Unstructured Data Sources for New Opportunities
Many of us spend our days trying to bring order out of chaos, with varying degrees of success. Can you imagine trying to do the same for the Internet, which according to some estimates will contain more than 40 trillion gigabytes of structured and unstructured data by the year 2020? That’s not far off from the rough count of stars in the universe (a “1” with 24 zeroes behind it), and the virtual universe of our computers is doubling in size roughly every two years.
Upwards of 90 percent of that data is unstructured data, a catch-all term that refers to information that isn’t organized in a way that makes it easy to analyze or understand. Unstructured data includes everything from Facebook posts to Anthony Weiner sexting photos to news articles about said sexting photos. In contrast, structured data is organized in a table or a relational database, making it easy to slice and dice, with each bit of information easily categorized in its own special zip code.
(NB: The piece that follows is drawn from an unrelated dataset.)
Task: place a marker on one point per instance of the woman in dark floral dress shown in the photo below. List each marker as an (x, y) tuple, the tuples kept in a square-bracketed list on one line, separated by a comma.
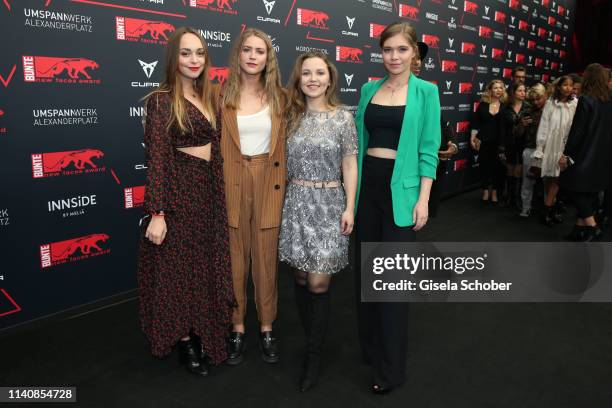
[(184, 273)]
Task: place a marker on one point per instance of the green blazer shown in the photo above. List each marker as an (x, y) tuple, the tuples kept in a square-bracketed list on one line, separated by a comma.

Most people aren’t even aware of their own “unstructured data exhaust” which is something we touched on in our recent article about big data privacy. Companies like Diffbot build tools that allow us to turn unstructured data into structured data and then use it for targeted marketing or other purposes. We’ve all experienced that Big Brother moment when our last Facebook post about dinner breaks out in a pox of ads for cookbooks and Groupon offers. That’s the low-hanging fruit from unstructured data that businesses have been harvesting for years. (Though Facebook recently upped its game with DeepText, its own AI that can better understand user intent and sentiment.) What we’re interested in talking about here are uses of unstructured data that only a higher mind – an artificial intelligence (AI) – might find ripe for the picking.
We covered this a bit last month when we reviewed a company called Aspectiva that uses AI to make product recommendations from user-generated content, such as product reviews on Amazon. Aspectiva isn’t just aggregating content; it uses a natural language processing algorithm to make sense of customer sentiment across an entire collection of product reviews.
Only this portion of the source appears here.